Às segundas-feiras, porém, a diminuição foi de 43% —de 114
km para 65 km, em média. Às sextas, a queda é de 35%— de 160 km para 103 km. Às
terças, a redução média atinge 28% e, às quartas e quintas, 27%.
Segundo Luiz Drouet, presidente da Associação Brasileira de
Recursos Humanos (ABRH) em São Paulo, muitas empresas que adotaram o modelo
híbrido por causa da pandemia de Covid-19, permitem o funcionário escolher os
dias em que vai fazer o trabalho remoto.
"Quando a gente acompanha essa preferência, em geral
ela se dá para que o trabalho em casa seja nos extremos da semana, às segundas
e sextas", afirma. "São dias em que as pessoas preferem ficar com a
família e evitar desgaste com o deslocamento até o trabalho", diz.
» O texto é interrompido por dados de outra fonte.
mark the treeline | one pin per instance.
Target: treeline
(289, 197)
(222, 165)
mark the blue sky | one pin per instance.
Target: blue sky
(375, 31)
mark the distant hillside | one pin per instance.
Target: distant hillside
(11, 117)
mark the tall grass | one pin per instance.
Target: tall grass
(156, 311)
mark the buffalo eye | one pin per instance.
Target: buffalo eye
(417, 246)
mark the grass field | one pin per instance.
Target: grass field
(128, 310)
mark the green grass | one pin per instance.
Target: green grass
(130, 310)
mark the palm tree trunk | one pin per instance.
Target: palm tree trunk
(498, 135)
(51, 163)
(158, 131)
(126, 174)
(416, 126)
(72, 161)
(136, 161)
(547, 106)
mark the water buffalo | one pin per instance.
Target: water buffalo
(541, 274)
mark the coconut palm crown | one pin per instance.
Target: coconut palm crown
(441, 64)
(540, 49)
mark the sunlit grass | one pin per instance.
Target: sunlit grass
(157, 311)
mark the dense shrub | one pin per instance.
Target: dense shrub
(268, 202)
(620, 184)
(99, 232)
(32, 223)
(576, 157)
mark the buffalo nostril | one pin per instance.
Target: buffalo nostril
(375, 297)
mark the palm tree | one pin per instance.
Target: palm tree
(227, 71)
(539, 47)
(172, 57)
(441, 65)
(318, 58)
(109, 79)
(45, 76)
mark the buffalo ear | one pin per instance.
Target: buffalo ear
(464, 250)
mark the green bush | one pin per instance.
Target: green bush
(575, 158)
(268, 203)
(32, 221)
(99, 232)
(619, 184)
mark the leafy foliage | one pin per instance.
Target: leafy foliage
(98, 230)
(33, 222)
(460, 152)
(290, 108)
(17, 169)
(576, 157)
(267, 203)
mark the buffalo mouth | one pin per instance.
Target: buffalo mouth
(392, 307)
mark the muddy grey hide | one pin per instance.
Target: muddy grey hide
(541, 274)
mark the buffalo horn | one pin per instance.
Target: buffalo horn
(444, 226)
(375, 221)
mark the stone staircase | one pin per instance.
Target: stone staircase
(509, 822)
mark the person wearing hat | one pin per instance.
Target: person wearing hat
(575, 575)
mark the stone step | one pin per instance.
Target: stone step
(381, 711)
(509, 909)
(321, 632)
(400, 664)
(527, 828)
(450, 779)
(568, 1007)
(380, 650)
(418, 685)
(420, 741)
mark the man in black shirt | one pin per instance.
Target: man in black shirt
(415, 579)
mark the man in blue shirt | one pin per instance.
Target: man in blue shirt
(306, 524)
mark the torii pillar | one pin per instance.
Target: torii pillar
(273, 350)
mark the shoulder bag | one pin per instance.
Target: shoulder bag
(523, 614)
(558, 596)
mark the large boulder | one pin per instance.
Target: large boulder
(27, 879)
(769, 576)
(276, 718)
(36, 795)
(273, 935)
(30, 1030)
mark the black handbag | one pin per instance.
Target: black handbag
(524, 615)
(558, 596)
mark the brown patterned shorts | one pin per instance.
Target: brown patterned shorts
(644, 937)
Drouet acredita que o modelo híbrido de trabalho é uma
tendência irreversível. Segundo ele, pesquisas mostram que a possibilidade de
fazer trabalho remoto é o segundo critério na escolha de um emprego, ficando
atrás apenas do salário.
Segundo o engenheiro Sérgio Ejzenberg, mestre em transportes
pela Escola Politécnica da USP (Universidade de São Paulo), os números mostram
o que já se percebia nas ruas da capital. "Com certeza, as pessoas estão
escolhendo não andar às segundas e às sextas", diz.
"Nesses dias sempre tivemos atividades extras que se
somaram às normais do dia, então a lentidão era muito maior", afirma.
"Ela cresce muito com pequenos aumentos de fluxo de trânsito."
Ejzenberg vê como significativa a queda de 32% na média geral
de lentidão no trânsito e diz que o índice pode ser ainda maior, porque o
cálculo considera os principais corredores e não os atalhos dos motoristas para
escapar de congestionamentos.
A diminuição na lentidão de trânsito nos extremos da semana
é uma tendência, acredita Ejzenberg, lembrando que no Reino Unido ocorre uma
experiência de se trabalhar quatro dias por semana com salário integral.
"A quinta está virando sexta-feira", brinca.
O profissional de marketing digital Davi Frate costuma ir
duas vezes por semana à sede da empresa, na Vila Olímpia, zona oeste de São
Paulo. E como tem a possibilidade de escolha, acredita que ganhou alguns
minutos de seu dia na última segunda-feira (20), quando resolveu adotar a
contramão de seus colegas de escritório, que preferem trabalhar presencialmente
às terças, quartas ou quintas.
"Percebi que as ruas estavam mais vazias na
segunda-feira", diz ele, que afirma ter levado cerca de 30 minutos de onde
mora, no centro, até o escritório —com trânsito, o percurso podia ser feito em
50 minutos. "Dá para notar que os bares estão mais cheios às quintas para
o happy hour, quando as pessoas saem do trabalho."
Frate conta que espera passar o horário de pico e sai de
casa sempre depois das 9h, já que o expediente é flexível. Essa é outra mudança
de comportamento notada pelos especialistas em trânsito.
Assim como Ejzenberg, Marcus Quintella, diretor da FGV
Transportes, da Fundação Getulio Vargas, apontam que os motoristas estão
optando por escolher o horário de sair de casa, e isso também está mudando o
comportamento no trânsito.
Segundo os dados da CET, às 9h, principal pico da manhã nos
meses de maio analisados, a queda foi de 35% na comparação entre 2019 e 2022,
passando de 171 km para 111 km na média geral entre os dias úteis para o
horário.
Eles citam outros dois pontos que podem ter contribuído para
a redução no trânsito: o ensino remoto e o comércio eletrônico, que consegue
acumular produtos de vários consumidores que ficaram em casa em um único
veículo de entrega ou em bicicletas.
"Isso tudo associado ao preço do combustível e ao
desemprego faz com que as pessoas circulem menos de carro", afirma
Quintella, da FGV.
O taxista João Luiz da Silva Filho vê ansiedade entre os
passageiros que pegam corridas com ele após o trabalho às sextas-feiras.
"Quando podem, saem mais cedo para voltarem logo para casa", diz ele,
que, mesmo com índices oficiais menores, afirma sofrer com congestionamentos
todos os dias.
"Mas a tendência é o trânsito não voltar àquilo que era
antes", afirma o especialista Ejzenberg. "Já não temos mais as
restrições da pandemia e os índices estão muito menores."